It would be nice if the boost.container classes rebound the allocator
type you specify as a template parameter for you, especially since, many
times, STL containers end up using a rebound allocator "under the hood"
that is implementation-defined, so specifying an allocator with a
value_type matching the container's value_type doesn't really buy you
anything.

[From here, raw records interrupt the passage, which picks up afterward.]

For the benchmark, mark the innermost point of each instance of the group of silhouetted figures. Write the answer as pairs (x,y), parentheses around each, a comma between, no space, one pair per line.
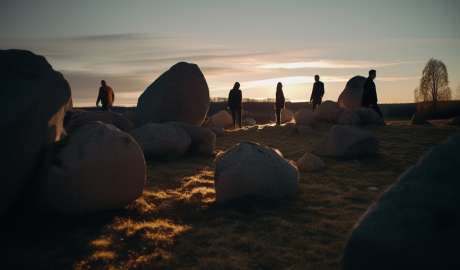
(369,98)
(106,97)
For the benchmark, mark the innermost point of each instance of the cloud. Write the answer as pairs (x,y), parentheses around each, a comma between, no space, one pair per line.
(329,64)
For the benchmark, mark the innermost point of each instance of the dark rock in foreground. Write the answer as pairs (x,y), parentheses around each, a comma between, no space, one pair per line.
(35,98)
(415,224)
(250,169)
(180,94)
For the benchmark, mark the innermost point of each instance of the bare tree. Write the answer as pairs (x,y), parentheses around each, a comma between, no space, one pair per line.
(434,84)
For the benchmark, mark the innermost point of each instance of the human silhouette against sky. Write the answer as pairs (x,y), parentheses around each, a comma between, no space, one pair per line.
(317,93)
(369,98)
(106,96)
(279,103)
(234,104)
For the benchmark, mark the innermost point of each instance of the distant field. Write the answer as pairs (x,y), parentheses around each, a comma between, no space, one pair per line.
(176,223)
(263,112)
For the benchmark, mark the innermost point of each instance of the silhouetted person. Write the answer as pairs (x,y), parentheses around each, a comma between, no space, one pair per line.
(317,93)
(369,99)
(234,104)
(106,96)
(279,103)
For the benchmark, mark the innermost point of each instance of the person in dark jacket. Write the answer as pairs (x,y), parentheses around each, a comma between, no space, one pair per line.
(369,98)
(234,104)
(279,103)
(317,93)
(106,96)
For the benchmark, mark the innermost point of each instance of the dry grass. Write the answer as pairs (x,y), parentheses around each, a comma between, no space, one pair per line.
(176,224)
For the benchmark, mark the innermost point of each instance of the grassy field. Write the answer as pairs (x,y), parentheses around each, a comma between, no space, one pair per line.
(176,223)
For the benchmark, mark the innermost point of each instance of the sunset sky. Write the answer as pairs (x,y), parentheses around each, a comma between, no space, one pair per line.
(130,43)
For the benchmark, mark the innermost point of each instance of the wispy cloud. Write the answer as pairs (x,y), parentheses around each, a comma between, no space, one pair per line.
(330,64)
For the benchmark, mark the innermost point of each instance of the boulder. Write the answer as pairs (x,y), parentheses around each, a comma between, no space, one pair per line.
(78,118)
(251,169)
(221,119)
(348,117)
(219,131)
(328,111)
(249,121)
(203,140)
(97,168)
(286,116)
(351,96)
(180,94)
(369,117)
(162,141)
(455,121)
(35,99)
(310,163)
(419,119)
(415,223)
(305,117)
(347,142)
(304,130)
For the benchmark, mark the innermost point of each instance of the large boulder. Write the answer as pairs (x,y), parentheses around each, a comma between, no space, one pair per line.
(77,118)
(162,141)
(310,163)
(348,117)
(35,98)
(415,223)
(286,116)
(97,168)
(250,169)
(368,116)
(351,96)
(203,140)
(221,119)
(328,111)
(180,94)
(305,117)
(347,142)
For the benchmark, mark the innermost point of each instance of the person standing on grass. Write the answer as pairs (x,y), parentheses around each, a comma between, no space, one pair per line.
(279,103)
(317,93)
(106,96)
(369,98)
(235,98)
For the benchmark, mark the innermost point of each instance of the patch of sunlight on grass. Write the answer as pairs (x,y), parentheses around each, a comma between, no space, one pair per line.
(157,230)
(101,242)
(103,255)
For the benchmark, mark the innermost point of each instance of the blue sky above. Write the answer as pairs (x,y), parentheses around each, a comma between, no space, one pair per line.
(130,43)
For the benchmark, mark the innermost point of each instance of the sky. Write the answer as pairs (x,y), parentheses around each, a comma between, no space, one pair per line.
(258,43)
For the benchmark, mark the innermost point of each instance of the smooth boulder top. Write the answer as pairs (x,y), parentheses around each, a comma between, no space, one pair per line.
(77,118)
(179,94)
(351,96)
(305,117)
(415,223)
(97,168)
(251,169)
(36,98)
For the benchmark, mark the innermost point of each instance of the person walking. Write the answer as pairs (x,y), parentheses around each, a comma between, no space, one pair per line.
(317,93)
(235,104)
(279,103)
(106,96)
(369,98)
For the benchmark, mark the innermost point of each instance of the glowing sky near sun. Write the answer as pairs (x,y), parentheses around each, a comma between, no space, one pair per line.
(130,43)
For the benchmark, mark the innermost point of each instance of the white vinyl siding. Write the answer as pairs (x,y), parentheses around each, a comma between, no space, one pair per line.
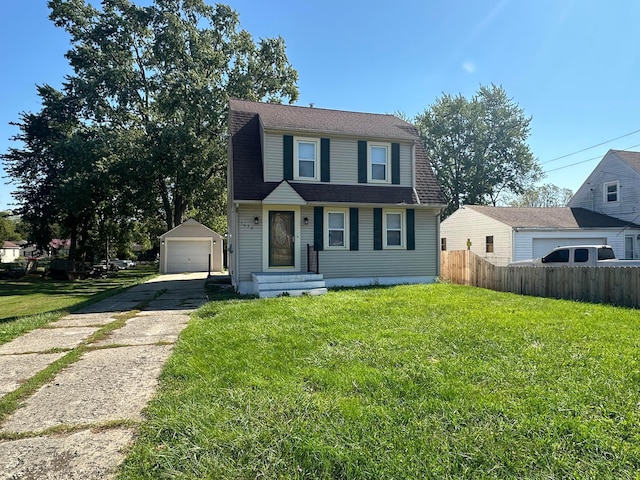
(466,223)
(591,195)
(343,160)
(369,263)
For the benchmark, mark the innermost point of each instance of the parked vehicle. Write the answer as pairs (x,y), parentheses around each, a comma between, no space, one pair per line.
(578,256)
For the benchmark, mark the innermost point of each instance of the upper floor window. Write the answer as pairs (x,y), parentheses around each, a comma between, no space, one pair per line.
(393,229)
(337,227)
(378,168)
(489,244)
(306,159)
(611,192)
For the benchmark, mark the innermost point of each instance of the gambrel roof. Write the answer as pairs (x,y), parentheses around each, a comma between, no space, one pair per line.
(320,120)
(246,119)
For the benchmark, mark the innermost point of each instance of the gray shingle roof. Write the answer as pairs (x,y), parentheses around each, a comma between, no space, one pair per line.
(320,120)
(244,129)
(558,217)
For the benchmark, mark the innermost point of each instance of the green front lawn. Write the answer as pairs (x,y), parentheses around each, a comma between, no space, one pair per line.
(432,381)
(33,301)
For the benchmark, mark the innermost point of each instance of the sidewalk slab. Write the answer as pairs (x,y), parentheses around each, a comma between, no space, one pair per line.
(83,455)
(84,320)
(16,369)
(44,339)
(104,385)
(147,330)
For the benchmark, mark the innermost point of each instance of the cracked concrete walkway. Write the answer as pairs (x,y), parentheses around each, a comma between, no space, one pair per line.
(80,423)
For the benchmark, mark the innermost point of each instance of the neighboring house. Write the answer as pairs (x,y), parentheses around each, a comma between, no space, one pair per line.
(191,247)
(506,234)
(349,195)
(613,188)
(10,252)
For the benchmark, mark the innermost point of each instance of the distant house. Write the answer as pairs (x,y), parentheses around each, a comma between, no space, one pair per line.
(613,188)
(322,197)
(9,252)
(506,234)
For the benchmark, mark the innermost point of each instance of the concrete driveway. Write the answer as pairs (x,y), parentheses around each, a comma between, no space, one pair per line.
(80,423)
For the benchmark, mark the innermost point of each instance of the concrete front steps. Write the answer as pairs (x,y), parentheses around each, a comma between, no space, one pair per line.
(294,284)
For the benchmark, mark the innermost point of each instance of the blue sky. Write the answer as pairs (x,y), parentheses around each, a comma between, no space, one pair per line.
(572,65)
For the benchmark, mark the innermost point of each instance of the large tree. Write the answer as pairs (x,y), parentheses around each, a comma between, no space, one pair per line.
(478,147)
(62,171)
(158,78)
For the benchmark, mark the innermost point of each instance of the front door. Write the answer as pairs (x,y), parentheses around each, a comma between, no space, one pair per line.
(281,239)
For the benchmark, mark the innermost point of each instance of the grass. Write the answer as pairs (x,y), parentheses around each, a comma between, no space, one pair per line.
(433,381)
(32,301)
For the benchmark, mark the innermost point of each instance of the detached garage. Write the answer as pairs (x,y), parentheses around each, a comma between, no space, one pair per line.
(191,247)
(503,235)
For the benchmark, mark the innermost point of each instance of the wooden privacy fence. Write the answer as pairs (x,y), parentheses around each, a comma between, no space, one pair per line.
(613,285)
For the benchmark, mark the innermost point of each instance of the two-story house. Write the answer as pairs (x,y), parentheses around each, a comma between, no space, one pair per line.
(329,197)
(613,188)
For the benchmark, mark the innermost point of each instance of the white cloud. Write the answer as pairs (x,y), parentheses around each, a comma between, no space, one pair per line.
(469,66)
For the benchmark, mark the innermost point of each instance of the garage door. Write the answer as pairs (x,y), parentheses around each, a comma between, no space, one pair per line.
(188,256)
(542,246)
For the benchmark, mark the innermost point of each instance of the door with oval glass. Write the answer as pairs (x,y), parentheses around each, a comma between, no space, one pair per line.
(281,239)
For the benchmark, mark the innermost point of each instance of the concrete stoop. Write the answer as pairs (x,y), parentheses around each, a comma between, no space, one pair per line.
(293,284)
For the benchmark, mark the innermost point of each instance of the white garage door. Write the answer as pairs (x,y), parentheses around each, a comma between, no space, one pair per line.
(188,256)
(542,246)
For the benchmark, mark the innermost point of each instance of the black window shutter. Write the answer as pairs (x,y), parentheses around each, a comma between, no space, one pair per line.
(362,161)
(377,229)
(288,157)
(325,175)
(318,237)
(411,229)
(353,229)
(395,163)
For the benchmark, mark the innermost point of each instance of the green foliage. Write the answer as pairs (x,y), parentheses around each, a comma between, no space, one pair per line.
(136,140)
(547,195)
(478,147)
(431,381)
(159,78)
(4,230)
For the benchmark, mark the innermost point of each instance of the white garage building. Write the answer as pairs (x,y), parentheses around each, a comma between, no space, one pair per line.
(508,234)
(191,247)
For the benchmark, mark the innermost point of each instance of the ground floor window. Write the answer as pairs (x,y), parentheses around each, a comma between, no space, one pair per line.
(336,236)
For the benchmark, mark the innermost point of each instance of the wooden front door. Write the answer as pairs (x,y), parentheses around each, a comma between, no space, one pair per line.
(281,239)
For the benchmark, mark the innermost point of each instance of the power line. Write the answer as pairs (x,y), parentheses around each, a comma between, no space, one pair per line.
(585,161)
(588,148)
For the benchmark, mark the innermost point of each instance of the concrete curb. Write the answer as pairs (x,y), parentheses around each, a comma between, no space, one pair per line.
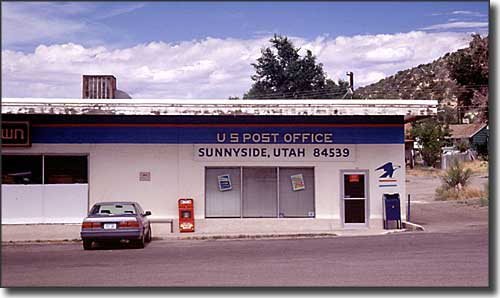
(407,226)
(249,236)
(412,226)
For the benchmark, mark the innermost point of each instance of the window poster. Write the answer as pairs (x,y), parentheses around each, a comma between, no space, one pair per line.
(224,182)
(298,182)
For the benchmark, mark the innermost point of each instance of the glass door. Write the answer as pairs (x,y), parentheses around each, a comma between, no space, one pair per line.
(354,199)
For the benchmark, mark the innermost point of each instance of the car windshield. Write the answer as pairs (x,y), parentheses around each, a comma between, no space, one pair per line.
(114,209)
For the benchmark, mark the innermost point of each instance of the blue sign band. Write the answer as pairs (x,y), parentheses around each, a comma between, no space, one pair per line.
(206,134)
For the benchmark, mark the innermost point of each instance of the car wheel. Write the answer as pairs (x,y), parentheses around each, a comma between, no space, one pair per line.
(87,244)
(148,236)
(141,243)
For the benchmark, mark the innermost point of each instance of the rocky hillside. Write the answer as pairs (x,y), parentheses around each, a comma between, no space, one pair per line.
(426,81)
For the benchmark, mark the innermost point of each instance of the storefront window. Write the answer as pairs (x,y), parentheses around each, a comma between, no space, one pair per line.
(223,192)
(257,193)
(21,169)
(65,169)
(296,192)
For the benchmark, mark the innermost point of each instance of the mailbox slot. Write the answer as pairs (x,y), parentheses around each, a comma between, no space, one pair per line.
(392,209)
(186,215)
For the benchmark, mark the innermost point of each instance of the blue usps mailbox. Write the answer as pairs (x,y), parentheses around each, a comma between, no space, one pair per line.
(392,209)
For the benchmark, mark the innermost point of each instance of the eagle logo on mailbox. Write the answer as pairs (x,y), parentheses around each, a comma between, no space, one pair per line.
(388,169)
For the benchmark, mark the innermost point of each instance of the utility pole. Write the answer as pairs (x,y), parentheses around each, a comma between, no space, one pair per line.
(350,89)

I'm guessing this isn't required by the standard, but it
looks like your container classes are a strict extension of what the
standard requires anyway, and it seems like we wouldn't lose any
functionality by auto-rebinding.

For vector, for example, I'm thinking something along the lines of

template< class T, class Allocator >
struct vector
     typedef Allocator allocator_type;
     typedef typename allocator_type::template rebind<T>::other
     typedef typename stored_allocator_type::value_type value_type;
     typedef typename stored_allocator_type::reference reference;
     /* ... etc. ... */

     vector(const allocator_type& alloc)
         : m_stored_alloc(alloc)
     { /* ... */ }

     /* ... */

     allocator_type get_allocator() const { return m_stored_alloc; }
     stored_allocator_type& get_stored_allocator() { return
m_stored_alloc; }
     const stored_allocator_type& get_stored_allocator() const { return
m_stored_alloc; }
     stored_allocator_type m_stored_alloc;

That is, the constructor argument and result of get_allocator are
precisely what the client specified by the Allocator template parameter,
while stored_allocator_type is what's actually used.

Is there a good argument against doing this?